We are going to find the number of species at each point each year when a 10 minute point count is conducted. Because there are three distinct point counts done at each point each year, I am going to take the average number of species observed across all three point counts.

dataPC_summary <- dataPC %>% 
  filter(eBird_6_code != "", point_ID_fk != 397) %>% # 397 was a practice point count at a point that was not used in the study
  rename(species = birdCode_fk, point = point_ID_fk) %>% 
  mutate(year = year(Date)) %>% 
  group_by(point, year, pointCount_ID_fk) %>% 
  summarize(nspecies = n_distinct(eBird_6_code)) %>% 
  group_by(point, year) %>% 
  summarize(species = round(mean(nspecies)))

Combining ML and PC Data

Now that we have the ML and PC data in the same format, we can merge them into a single dataframe and determine the number of minutes of ARU data that is equilivant to 10 minutes of point count data.
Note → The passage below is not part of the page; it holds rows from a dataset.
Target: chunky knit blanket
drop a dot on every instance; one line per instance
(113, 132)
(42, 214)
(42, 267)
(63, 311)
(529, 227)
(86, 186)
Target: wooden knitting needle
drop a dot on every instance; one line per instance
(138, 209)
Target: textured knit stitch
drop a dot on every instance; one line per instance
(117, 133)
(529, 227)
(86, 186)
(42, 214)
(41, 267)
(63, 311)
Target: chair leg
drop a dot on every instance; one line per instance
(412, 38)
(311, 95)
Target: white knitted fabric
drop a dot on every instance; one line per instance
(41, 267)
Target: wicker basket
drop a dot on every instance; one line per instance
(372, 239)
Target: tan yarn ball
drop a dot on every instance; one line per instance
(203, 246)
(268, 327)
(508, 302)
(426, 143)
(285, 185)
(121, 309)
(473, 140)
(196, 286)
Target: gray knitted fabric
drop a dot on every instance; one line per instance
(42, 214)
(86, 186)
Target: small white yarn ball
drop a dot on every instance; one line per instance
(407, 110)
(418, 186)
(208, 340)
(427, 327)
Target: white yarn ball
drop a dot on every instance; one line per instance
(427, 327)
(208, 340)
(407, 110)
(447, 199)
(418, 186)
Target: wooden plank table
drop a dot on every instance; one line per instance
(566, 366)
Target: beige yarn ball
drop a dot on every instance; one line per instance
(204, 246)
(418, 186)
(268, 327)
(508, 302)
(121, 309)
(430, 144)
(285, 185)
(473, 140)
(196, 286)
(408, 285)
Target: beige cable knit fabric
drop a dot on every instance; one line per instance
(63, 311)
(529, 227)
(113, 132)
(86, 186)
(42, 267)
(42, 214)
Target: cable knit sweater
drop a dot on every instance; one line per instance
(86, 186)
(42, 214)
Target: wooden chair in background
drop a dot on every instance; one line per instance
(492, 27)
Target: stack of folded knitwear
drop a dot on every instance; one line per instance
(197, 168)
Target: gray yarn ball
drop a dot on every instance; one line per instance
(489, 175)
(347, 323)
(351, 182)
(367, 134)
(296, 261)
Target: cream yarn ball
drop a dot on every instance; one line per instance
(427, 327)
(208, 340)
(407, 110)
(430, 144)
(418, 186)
ML_PC_combined <- dataML_large_summary %>% 
  left_join(dataPC_summary, by = c("point", "year")) %>% 
  filter(species.x == species.y) %>% 
  group_by(point, year) %>% 
  slice_min(order_by = seconds) %>% 
  select(-species.y) %>% 
  rename(species = species.x) %>% 
  mutate(minutes = (seconds / 60))

Plotting Combined Data

Now that we have combined the data, let’s graph it to see how close my estimate is. Remember, I guessed that the ARU data would need about 10% more time than point counts to detect the same number of species.

ggplot(ML_PC_combined, aes(minutes)) +
  geom_histogram(aes(y = ..density..), binwidth = 1, color = "black", fill = "white") +
  geom_density(alpha = .2, fill = "#FF6666") + # Overlay with transparent density plot
  geom_vline(aes(xintercept = mean(minutes)), color = "red", linetype = "dashed", size = 1) +
  labs(
    title = "Number of Minutes of an ARU Recording to Detect the \nSame Number of Species as a 10 Minute Point Count", 
    caption = paste("Mean Number of Minutes =", round(mean(ML_PC_combined$minutes), 1))
  )

Wow, my estimate was super close! I estimated 11 minutes (10% more than 10 minutes) and the actual number of minutes is 12.7 minutes.